I returned and grabbed a few more fiberglass panels that had been put out. These were translucent, unlike the first one I found.

I began cutting up Chuck’s scrap fiberglass and making lamps with it. The translucent fiberglass produced a nice glow-y filtered light.

I took a second look at the old lamps. They were handcrafted in ways I hadn’t appreciated at first. Their design was elegant and functional. They had clearly seen a lot of use. A friend looked at them and said that the type of fluorescent tube dates them back to the 40s or 50s. The red lettering printed on the sheet metal seemed quite specific, I wondered if it came from the Douglas Aircraft Factory.

I was looking at pictures of Douglas workers in the 1940s, and sure enough…

The red text on their sheet metal matched the sheet metal on Chuck’s lamps, meaning that Chuck had sourced his materials from the place he worked, the Douglas aircraft factory.

Douglas Aircraft closed its Santa Monica plant in 1975, and in the 1980s its massive footprint was redeveloped as the Santa Monica Business Park (SMBP) and Clover park. The business park now houses tech companies, namely Snapchat, and the neighborhood around it is housing for those workers. Despite my neighborhood’s origins as housing for the Douglas workers, I never learned about the plant in school, and I didn’t know anybody who had lived there long enough to have personal memories of it. So these lamps were a rare tangible artifact of my neighborhood’s industrial past.

My first idea was to replicate Chuck’s gesture today, by making my own homemade fluorescent lamps out of materials sourced from the same place Chuck’s materials were from, which is now SMBP. What would the physical waste materials of tech offices look like?

I began dumpster diving there, pulling mainly scraps of office building materials and office supplies, to make my own lamps.

I found some fluorescent lamp ballasts in the dumpsters, which was a huge boon to the project and made me feel like I was on the right track.

But looking at the materials I collected from the office park, I wasn’t feeling inspired. The materials were ugly, which was sort of the point, but I didn’t feel motivated to make something that was ugly.

I began engraving an aerial map of the SMBP with the SM Airport onto the top of Chuck’s scrap wood box.

I turned my attention back to Chuck’s scrap wood.
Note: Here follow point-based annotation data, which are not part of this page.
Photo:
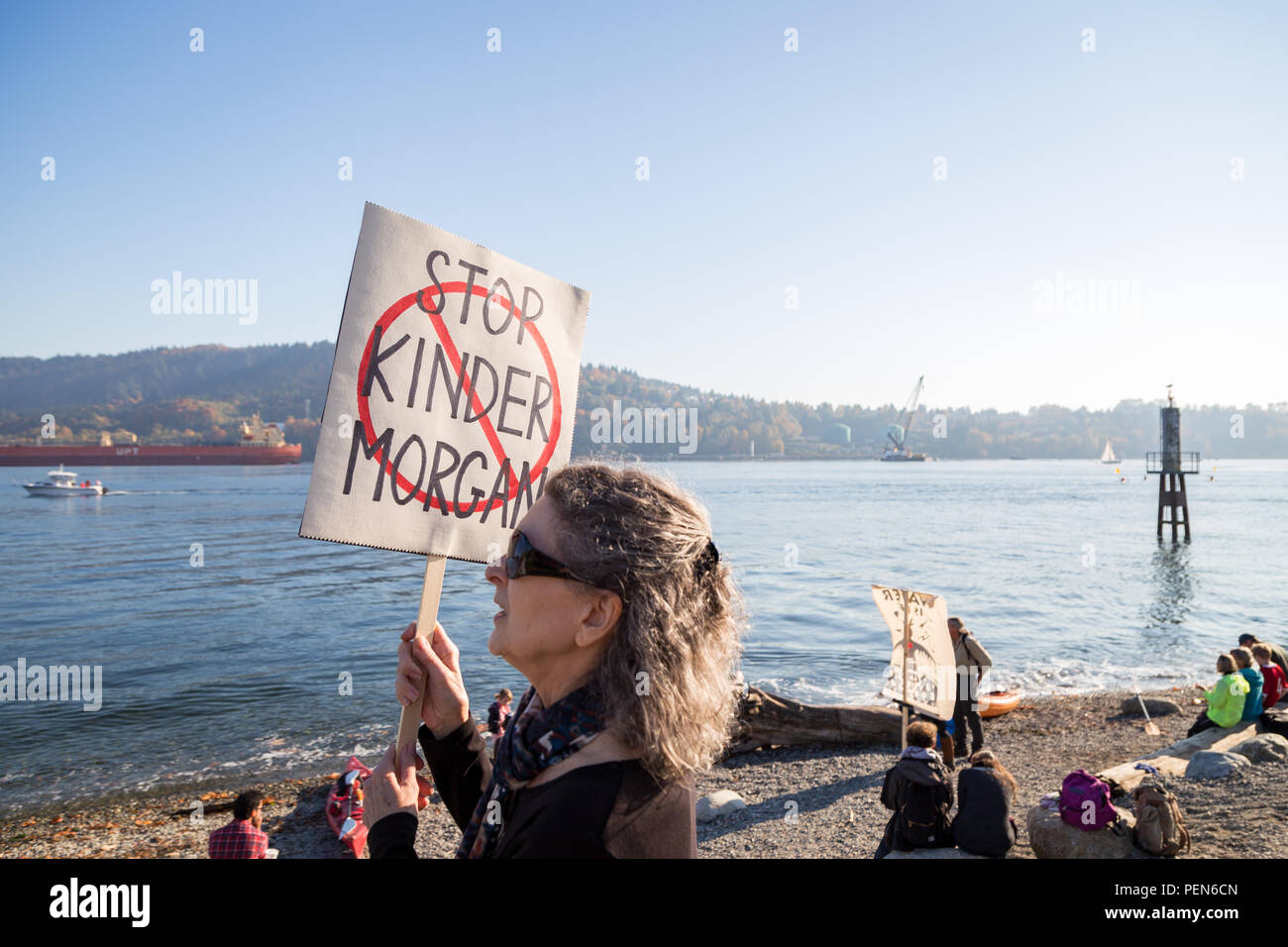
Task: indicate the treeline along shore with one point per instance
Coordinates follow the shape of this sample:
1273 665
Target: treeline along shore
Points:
200 394
802 800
Some scraps are interesting shapes, interesting colors.

Some have interesting patterns

Some index certain tools.

Some are so small it’s surprising he saved them.
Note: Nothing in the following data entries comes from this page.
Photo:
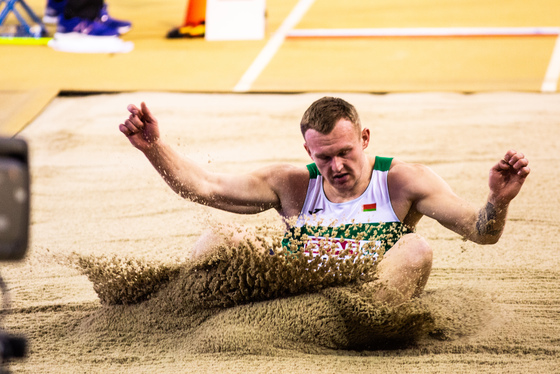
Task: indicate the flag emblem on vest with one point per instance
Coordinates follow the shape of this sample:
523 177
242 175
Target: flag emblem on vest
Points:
369 207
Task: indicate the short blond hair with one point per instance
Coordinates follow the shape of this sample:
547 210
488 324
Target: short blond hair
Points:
324 113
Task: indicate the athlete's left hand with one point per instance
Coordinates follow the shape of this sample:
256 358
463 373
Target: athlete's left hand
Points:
507 177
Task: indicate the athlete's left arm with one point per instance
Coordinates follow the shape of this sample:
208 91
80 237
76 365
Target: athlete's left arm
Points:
434 198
All of them index some woodworking project from long ago, via the excess, the offcuts. And what is important about them is that he still saw potential in each piece. Each small scrap of wood still had some life left in them, he saw, enough to not be discarded as waste. But he died before he was able to realize the potential of each piece. My idea was to eventually use every piece of scrap wood.
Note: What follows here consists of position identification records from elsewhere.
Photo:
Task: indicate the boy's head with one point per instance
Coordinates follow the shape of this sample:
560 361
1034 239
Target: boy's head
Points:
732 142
So far I’ve used them in small applications, like this drawer pull, and a shelf bracket.

These things attract me because they allow me access to people who are not there for me to meet. It’s meeting or, more often, conjuring someone, based on their things. But things that were unimportant to their family that i intercept as they’re being thrown away. Dealing with the fat of their legacy, not the meat of it, what can I find? And then handling their materials as a way to honor them or fulfill the potential in these things.

After feeling uninspired by the SMBP scrap materials, I switched paths and decided to just replicate Chuck’s lamp design using his old scrap materials. Where he used sheet metal, I used his fiberglass. Where he used metal brackets, I cut mine out of his wood scraps.

Where he used materials I didn’t find in his scraps, I sourced mine from things I had lying around, like he probably did too. For example: the fluorescent lamp ballasts–I used the ones I found in the SMBP dumpsters.

Or the power switch–I used wall light switches I had lying around, while Chuck used toggle switches.